ご存知かもしれませんが、もしデフォルト、銀行封鎖となると、お金の価値が大きく下がりますが、そこで貨幣の逆転現象というものが起こるんだそうです。すなわち紙幣よりも額面の低い硬貨の方が利便性が良いため、相対的に価値が上がるということです。店は客から紙幣を出されてもお釣りが用意できないというのが理由だそうです。・・・ということで、最近せっせと500円玉の備蓄を始めたところです(笑)
いつも興味深くロムさていただいています
さて、金を少々、個人向け国債(モッチロン日本の)少々もっています
一連の流れで、個人向け国債はだいじょうぶなものでしょうか
ご教示いただければ、うれしいで^す
まさに経済のビッグウェーブが世界を襲うとすれば後世に渡って記憶に残る天文現象になるかと期待しています。

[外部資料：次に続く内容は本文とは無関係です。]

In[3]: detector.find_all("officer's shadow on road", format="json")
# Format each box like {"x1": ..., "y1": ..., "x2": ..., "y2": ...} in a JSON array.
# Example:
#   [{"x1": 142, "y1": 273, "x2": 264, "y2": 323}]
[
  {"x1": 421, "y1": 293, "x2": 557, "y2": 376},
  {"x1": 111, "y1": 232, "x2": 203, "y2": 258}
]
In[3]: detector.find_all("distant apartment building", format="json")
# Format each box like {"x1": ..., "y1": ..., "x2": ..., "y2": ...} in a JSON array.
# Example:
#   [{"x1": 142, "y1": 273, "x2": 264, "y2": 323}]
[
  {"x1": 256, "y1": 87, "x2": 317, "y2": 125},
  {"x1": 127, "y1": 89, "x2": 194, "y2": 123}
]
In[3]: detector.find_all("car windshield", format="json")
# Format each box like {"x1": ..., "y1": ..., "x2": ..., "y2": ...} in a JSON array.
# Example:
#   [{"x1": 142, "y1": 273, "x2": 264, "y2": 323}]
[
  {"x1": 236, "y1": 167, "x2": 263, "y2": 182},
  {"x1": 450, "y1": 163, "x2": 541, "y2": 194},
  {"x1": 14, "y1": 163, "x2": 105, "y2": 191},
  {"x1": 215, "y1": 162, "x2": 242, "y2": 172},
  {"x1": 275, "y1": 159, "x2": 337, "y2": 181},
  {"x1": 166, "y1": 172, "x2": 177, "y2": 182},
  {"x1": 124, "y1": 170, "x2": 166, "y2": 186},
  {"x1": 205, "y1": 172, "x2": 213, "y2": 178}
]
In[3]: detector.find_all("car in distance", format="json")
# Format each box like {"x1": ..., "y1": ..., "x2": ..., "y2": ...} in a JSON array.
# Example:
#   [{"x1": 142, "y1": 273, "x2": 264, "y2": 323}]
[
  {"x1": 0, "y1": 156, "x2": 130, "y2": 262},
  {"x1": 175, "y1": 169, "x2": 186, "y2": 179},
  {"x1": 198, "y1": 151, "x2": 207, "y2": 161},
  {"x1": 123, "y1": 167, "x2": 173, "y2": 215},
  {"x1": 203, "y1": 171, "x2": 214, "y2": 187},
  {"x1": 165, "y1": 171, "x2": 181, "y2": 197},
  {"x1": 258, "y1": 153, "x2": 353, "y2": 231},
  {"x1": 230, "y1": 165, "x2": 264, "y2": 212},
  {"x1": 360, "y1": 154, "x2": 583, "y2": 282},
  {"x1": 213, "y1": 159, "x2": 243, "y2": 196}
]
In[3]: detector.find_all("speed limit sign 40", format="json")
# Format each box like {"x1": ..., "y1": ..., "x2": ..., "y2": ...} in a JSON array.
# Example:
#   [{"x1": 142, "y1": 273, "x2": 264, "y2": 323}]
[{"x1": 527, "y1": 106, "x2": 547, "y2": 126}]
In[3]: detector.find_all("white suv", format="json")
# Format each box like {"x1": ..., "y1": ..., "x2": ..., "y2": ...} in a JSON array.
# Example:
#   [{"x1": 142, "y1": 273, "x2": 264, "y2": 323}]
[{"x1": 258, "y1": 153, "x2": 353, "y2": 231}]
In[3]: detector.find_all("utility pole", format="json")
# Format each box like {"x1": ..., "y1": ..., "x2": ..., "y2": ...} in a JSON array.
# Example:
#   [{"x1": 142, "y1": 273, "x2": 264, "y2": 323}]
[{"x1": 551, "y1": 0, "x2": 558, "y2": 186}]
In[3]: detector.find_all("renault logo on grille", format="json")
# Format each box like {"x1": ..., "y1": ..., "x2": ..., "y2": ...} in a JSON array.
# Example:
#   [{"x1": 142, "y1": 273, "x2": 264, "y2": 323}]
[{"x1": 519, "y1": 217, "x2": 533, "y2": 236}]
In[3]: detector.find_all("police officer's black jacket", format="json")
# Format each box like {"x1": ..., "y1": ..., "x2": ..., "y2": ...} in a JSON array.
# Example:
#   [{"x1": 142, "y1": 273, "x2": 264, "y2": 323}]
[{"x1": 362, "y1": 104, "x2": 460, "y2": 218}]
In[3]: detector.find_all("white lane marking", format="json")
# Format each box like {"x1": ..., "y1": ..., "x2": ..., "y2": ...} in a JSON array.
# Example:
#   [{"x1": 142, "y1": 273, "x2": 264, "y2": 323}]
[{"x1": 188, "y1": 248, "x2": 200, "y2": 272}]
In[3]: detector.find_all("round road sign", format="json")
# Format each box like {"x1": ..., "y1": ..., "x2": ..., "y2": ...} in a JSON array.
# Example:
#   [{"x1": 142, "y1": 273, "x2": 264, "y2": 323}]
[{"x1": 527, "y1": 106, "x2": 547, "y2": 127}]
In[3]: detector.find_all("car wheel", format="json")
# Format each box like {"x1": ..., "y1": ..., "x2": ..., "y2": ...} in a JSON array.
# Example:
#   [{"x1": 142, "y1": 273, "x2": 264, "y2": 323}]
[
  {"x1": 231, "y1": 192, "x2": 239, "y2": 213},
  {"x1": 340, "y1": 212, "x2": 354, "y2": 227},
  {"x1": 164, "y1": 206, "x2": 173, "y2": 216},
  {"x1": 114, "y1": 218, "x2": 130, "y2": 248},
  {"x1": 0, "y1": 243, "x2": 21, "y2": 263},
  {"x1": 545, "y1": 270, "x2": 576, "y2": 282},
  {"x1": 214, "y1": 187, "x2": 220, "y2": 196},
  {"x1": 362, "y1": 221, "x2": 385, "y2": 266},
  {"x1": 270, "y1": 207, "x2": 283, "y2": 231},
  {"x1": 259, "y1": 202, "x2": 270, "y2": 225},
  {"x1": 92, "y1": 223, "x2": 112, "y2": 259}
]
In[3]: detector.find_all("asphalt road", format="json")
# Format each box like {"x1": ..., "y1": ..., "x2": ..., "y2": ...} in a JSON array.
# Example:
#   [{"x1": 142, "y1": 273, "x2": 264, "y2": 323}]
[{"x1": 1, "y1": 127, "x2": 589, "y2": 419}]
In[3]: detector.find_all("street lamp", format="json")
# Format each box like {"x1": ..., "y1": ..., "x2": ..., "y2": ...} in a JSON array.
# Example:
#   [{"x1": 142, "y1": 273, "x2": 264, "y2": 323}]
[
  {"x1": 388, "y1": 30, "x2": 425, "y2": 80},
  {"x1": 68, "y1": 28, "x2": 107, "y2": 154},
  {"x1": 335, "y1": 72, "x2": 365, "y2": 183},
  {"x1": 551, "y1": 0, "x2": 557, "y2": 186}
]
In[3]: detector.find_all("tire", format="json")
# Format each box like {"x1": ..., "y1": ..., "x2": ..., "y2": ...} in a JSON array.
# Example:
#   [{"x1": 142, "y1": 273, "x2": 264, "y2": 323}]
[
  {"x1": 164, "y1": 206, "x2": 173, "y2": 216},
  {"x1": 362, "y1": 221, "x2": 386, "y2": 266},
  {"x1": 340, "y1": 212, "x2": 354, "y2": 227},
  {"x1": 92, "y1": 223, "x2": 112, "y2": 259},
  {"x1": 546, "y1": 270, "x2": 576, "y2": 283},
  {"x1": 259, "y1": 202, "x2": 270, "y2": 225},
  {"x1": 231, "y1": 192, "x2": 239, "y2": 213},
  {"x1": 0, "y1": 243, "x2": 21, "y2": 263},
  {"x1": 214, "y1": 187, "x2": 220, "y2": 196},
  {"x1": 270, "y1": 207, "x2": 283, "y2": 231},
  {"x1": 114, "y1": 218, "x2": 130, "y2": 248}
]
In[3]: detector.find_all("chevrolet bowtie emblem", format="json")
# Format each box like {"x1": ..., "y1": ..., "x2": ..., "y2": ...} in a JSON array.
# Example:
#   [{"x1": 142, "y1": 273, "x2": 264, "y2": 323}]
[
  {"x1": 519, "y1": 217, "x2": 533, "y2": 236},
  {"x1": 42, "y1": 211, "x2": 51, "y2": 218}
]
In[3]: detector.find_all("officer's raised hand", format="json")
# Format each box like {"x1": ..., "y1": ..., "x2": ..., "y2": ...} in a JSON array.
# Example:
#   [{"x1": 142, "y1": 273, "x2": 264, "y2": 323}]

この通りになればこの夏は大変です。少しでもマイルドな流れになることを祈っています。
チャーリーさん、
そうですね。ゴジラさんのブログのコメントでよく話題になってるので、私もちょっとは備えておこうかなどとおもっています。無駄になっても問題ないことですので。
みくるんさん、
よほどの大事にならない限り、国内だけで償還のループが完結している日本国債は大丈夫だと思っています。ポートフォリオの一部に入れておいてもいいのではないでしょうか。
にっぽりさん、
来月は皆既日食ですか。ファフロッキーズ現象が日本海側各地で起こるなど、なんか異常なかんじですね。なるべくマイルドなプロセスになることを祈っています。
本当にいつも貴重な情報をありがとうございます。
LEAP/E2020はいつも衝撃的な内容となっていますが、今回のは、これまでの中で最高に衝撃的かつ絶望的な内容だと感じました。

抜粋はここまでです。